The world over, the auction system has failed to take off. Most IPOs are done using the book-building method, where issuers and their merchant bankers indicate a price range they are comfortable with. Bankers market the offer through a series of roadshows and, finally, the book is built, with investors bidding for the number of shares they are interested in at close to the indicated price. Many experts have complained about the non-transparency of the book-building method, since bankers and issuers have the final say on allotments and pricing.

The auctioning system is superior in that sense, since it addresses the issue of transparency and enables the issuing firm to get the best possible price from the IPO. Still, an auction is very rarely used for public offerings in most markets. Google Inc. made it famous in 2004, but even that event didn’t revive interest in IPO auctions. Of course, opposition by merchant bankers may have a lot to do with that.

Researchers Ravi Jagannathan and Ann Sherman, from the Kellogg School of Management and DePaul University, respectively, pointed out in a 2006 paper titled “Why do IPO auctions fail" that the main reasons for the failure are “the winner’s curse" and “the free rider problem". The winner’s curse is the tendency for the winner of an auction to overbid. Free riders refer to uninformed investors who bid high in the hope that the auction clearing price will be set by those who do their homework. But this behaviour, in turn, keeps out informed investors, making the auction process unstable. That could be the reason why Sebi is starting the auction process with follow-on offers, which have the advantage of a market price that investors could use as a benchmark for bidding.
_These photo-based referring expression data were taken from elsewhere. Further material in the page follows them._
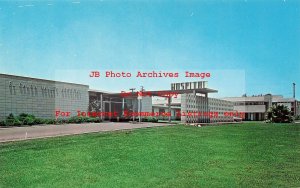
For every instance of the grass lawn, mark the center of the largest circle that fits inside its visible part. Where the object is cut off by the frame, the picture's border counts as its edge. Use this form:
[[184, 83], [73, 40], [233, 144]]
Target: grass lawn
[[243, 155]]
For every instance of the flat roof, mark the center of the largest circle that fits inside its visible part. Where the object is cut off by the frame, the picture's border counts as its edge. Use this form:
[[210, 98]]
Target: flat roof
[[158, 92], [27, 77]]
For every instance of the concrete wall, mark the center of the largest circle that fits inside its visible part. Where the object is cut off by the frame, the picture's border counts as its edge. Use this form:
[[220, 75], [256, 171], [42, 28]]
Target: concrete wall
[[40, 97]]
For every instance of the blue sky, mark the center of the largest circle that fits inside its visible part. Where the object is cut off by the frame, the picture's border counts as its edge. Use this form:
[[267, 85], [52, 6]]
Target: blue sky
[[249, 47]]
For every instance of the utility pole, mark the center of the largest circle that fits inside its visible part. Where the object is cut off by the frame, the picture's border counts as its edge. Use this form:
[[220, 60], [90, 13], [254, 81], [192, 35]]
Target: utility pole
[[132, 90], [294, 90]]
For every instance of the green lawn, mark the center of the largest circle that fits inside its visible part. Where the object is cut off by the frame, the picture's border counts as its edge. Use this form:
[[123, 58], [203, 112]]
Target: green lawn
[[245, 155]]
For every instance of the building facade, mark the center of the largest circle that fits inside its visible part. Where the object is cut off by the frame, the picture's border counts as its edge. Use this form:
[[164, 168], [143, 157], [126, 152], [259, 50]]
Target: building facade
[[40, 97], [255, 107]]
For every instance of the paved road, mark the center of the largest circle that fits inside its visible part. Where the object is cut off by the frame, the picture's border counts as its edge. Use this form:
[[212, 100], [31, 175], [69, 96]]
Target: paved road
[[42, 131]]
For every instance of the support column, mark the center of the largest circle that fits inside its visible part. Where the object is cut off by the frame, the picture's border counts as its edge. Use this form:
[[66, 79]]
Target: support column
[[110, 108], [101, 104]]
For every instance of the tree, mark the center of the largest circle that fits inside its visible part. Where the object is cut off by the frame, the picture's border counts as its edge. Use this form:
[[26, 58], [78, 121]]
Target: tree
[[279, 114]]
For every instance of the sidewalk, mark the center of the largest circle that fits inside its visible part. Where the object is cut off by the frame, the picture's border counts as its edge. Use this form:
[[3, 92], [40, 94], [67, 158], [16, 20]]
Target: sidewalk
[[42, 131]]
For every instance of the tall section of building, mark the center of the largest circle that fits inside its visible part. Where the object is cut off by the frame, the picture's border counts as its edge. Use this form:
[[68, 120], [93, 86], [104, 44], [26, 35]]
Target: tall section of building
[[255, 107]]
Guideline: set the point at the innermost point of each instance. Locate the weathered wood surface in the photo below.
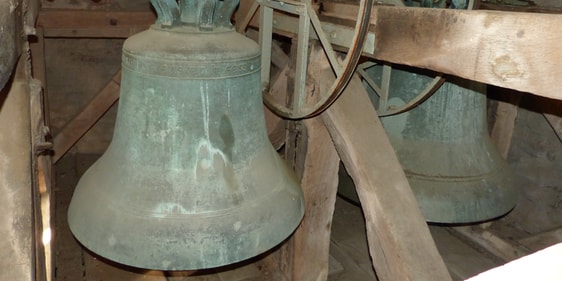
(92, 23)
(514, 50)
(543, 265)
(319, 183)
(88, 116)
(399, 240)
(17, 246)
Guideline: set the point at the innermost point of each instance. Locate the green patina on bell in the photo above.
(190, 179)
(443, 144)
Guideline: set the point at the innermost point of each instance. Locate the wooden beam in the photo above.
(555, 122)
(512, 50)
(93, 24)
(79, 125)
(312, 238)
(399, 240)
(16, 199)
(543, 265)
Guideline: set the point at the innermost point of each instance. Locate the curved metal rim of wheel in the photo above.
(344, 71)
(383, 90)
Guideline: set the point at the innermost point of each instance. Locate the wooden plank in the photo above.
(495, 245)
(92, 112)
(463, 261)
(93, 23)
(319, 184)
(399, 240)
(512, 50)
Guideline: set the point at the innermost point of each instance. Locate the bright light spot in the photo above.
(46, 236)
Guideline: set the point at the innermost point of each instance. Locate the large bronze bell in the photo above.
(190, 180)
(444, 147)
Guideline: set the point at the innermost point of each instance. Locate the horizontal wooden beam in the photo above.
(520, 51)
(93, 24)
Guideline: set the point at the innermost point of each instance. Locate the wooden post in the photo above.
(79, 125)
(319, 183)
(399, 240)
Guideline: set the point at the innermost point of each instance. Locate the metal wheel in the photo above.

It must be noted here that the idea of having a unified auction process was mooted in the economic survey for 2005-06, as a response to the abuse of the “retail quota" by those engaging in multiple applications. The survey had envisaged a new system where quotas will be done away with, and price discovery will move to an auctioning system.

Sebi’s announcement this week is a modification of that, since it leaves the quotas untouched and gives retail investors preferential treatment by allowing them to buy shares at the floor price. This is based on the view that retail participation needs to be encouraged in the capital markets and the primary markets are a good entry point for new investors. But this also takes away the issuer’s ability to raise capital at the most optimal price, to the extent of the retail quota.